Crucially, DRE machines lack individual ballots as opposed to vote totals. This prevents post-election recount or audit of votes from having an effective paper-trail for investigators to check those vote totals against. This oversight raises the possibility of either improper alteration of results or, significantly, potential for non-malicious machine failure.

It is important to note, however, that there have not been any documented successful attempts to alter vote totals on DRE election machines outside of controlled, laboratory settings. Additionally, data on DREs is stored in multiple locations on the machine and a successful hack would need to affect each of these locations. While many safeguards, including the physical presence of election officials in the vicinity of machines, makes such an event unlikely — the potential concern for impropriety has nonetheless been  raised .

Indeed, Virginia lawmakers lent these concerns credence nearly a decade ago when, in 2007, they voted to not authorize the replacement of DREs as they wore out. Localities are mandated to cease usage of DRE by July 1, 2020, with many opting to replace DREs with “Optical Scan” machines. Such machines simply read paper ballots on which voters have bubbled in their preferences. Should there be questions about the machine’s counted total (again either through hacking or simple malfunction), it is always possible for officials to simply recount the stored paper ballots at the precinct.
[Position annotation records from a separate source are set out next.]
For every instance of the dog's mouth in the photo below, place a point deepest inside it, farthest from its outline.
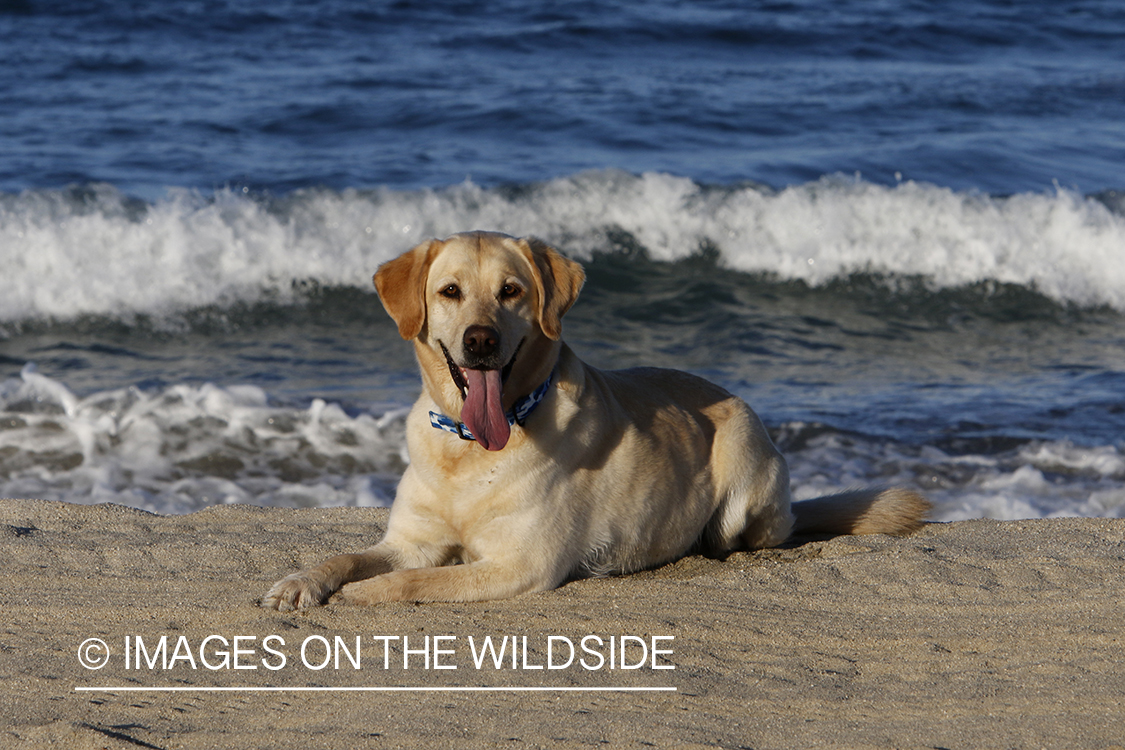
(483, 395)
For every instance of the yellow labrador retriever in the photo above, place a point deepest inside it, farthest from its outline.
(529, 467)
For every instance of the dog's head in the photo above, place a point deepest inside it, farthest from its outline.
(483, 309)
Yet despite having nearly a decade to implement these changes, many localities in Virginia — even after the ban on WINVote machines — still utilize DREs of some kind in their precincts as the primary means of voting. Based off of SBE’s summary of locality machine usage, the following generated map indicates the counties and cities in the Commonwealth which use either DREs or DREs in conjunction with some other type of machine in at least 1 precinct.
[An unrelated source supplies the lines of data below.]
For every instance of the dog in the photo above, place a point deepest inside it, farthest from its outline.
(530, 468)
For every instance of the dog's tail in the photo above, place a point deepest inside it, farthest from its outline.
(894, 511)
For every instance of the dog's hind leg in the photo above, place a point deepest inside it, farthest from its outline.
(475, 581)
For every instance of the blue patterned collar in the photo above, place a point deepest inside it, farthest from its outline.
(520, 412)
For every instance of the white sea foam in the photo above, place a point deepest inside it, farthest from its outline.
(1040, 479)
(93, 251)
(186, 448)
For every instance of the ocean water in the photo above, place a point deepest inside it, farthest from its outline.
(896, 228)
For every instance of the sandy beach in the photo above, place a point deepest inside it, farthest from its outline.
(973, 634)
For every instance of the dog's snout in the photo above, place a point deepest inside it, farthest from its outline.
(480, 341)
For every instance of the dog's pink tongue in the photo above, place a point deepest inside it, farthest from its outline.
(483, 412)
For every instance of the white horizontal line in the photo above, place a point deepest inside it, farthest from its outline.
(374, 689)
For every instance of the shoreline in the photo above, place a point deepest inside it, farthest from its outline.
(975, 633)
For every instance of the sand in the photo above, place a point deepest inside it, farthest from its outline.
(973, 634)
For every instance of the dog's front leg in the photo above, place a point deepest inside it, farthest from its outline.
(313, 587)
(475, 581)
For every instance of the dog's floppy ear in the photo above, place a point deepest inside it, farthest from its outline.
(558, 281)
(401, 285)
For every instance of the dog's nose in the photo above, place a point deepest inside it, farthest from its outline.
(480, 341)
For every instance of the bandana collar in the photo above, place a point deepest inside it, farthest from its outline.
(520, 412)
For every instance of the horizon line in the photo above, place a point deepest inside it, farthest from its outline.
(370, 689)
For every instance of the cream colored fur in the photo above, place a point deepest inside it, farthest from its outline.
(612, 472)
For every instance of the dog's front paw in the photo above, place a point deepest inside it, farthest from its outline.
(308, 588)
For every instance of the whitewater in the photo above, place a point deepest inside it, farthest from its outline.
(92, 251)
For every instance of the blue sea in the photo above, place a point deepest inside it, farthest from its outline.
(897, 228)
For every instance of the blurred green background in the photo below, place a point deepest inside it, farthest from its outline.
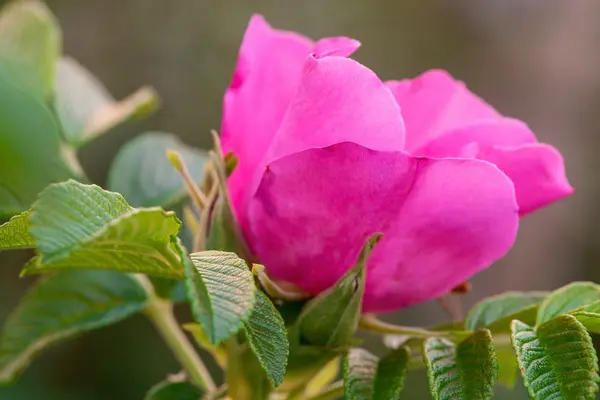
(537, 60)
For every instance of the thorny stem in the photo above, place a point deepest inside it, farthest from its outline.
(160, 312)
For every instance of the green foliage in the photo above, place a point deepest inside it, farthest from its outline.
(15, 233)
(221, 290)
(465, 371)
(30, 44)
(86, 109)
(61, 306)
(83, 226)
(496, 312)
(174, 391)
(566, 299)
(142, 173)
(360, 368)
(331, 318)
(31, 152)
(267, 337)
(557, 359)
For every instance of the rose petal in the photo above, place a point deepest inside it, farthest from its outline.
(537, 171)
(435, 102)
(269, 68)
(443, 220)
(339, 100)
(487, 133)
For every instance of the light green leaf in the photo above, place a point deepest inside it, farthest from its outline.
(496, 312)
(391, 372)
(467, 371)
(267, 337)
(30, 44)
(221, 290)
(31, 153)
(557, 360)
(567, 299)
(86, 109)
(61, 306)
(331, 318)
(507, 366)
(15, 233)
(174, 391)
(142, 173)
(83, 226)
(360, 368)
(589, 316)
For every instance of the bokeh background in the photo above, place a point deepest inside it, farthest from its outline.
(537, 60)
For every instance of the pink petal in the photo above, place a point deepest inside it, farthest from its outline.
(443, 220)
(435, 102)
(339, 100)
(486, 133)
(537, 171)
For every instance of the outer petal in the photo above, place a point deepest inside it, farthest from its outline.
(434, 103)
(269, 68)
(339, 100)
(443, 220)
(536, 169)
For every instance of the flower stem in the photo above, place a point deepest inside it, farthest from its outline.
(160, 312)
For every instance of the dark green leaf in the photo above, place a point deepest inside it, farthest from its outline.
(360, 368)
(15, 233)
(467, 371)
(30, 44)
(496, 312)
(31, 153)
(558, 360)
(267, 337)
(391, 371)
(175, 391)
(567, 299)
(83, 226)
(221, 290)
(142, 173)
(331, 318)
(86, 109)
(61, 306)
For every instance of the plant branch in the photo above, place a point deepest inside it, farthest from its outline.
(160, 312)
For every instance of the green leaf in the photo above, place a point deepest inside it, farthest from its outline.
(391, 372)
(589, 316)
(174, 391)
(267, 337)
(467, 371)
(360, 368)
(496, 312)
(30, 44)
(61, 306)
(221, 290)
(507, 366)
(86, 109)
(83, 226)
(15, 233)
(31, 153)
(557, 360)
(331, 318)
(142, 173)
(567, 299)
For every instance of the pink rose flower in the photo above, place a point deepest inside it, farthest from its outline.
(329, 154)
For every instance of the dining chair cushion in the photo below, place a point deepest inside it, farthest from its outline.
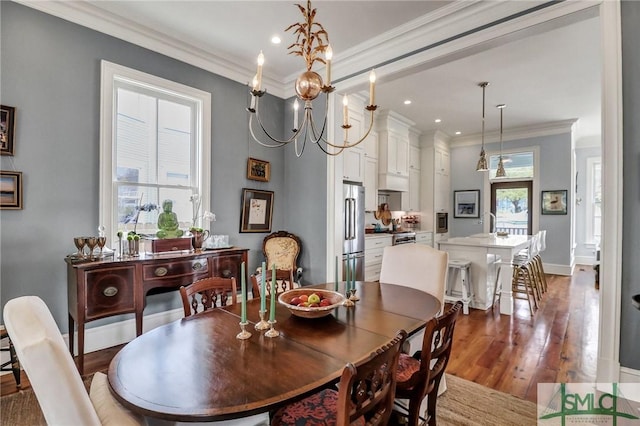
(109, 410)
(319, 409)
(407, 366)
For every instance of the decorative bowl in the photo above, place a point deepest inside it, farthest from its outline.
(311, 312)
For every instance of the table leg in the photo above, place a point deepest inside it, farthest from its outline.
(506, 296)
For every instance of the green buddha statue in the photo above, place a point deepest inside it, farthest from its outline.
(168, 222)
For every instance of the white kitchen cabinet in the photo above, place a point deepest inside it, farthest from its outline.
(393, 151)
(353, 158)
(373, 248)
(353, 165)
(370, 183)
(435, 189)
(424, 237)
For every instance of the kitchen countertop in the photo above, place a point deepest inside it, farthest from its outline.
(487, 240)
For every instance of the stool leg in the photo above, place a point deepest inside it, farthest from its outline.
(495, 288)
(465, 295)
(15, 365)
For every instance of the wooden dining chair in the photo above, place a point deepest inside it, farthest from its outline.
(282, 249)
(53, 375)
(420, 375)
(284, 281)
(209, 293)
(365, 394)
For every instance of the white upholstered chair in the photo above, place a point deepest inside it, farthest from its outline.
(52, 373)
(424, 268)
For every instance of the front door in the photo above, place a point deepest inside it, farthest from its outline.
(512, 204)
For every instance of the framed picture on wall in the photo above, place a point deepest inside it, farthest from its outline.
(466, 204)
(7, 126)
(10, 190)
(258, 170)
(257, 210)
(554, 202)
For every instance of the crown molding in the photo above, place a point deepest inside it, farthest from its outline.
(86, 14)
(394, 53)
(516, 133)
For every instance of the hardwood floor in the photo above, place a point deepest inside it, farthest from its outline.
(507, 353)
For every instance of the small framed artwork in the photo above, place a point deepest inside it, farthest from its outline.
(466, 204)
(7, 127)
(258, 170)
(10, 190)
(554, 202)
(257, 210)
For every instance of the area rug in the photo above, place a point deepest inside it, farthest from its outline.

The communities indicated, mostly in rural areas of Virginia, are in a particularly pernicious bind. Wholesale upgrading of voting machines without federal or state funds to do so is burdensome on local budgets, especially in non-wealthy parts of the State. However, as the machines continue to age, the potential for machines wearing down and failing only increases and lingering concerns over impropriety remain. While legislation will force these localities to find some way in which to comply by 2020, there still remain  Presidential, Gubernatorial, Congressional, State Senate and State House of Delegates elections in the interim.

Ultimately, while efforts by the Commonwealth have been effective at improving the quality of voting machines through decertification and gradual replacement, it is important to note that many localities have been slow to eliminate DREs. Though it would be inaccurate and irresponsible to describe Virginia’s voting machines as completely unsafe, or to otherwise seek to fan conspiratorial theories about the legitimacy of upcoming votes, the issue nonetheless is one that merits scrutiny and attention.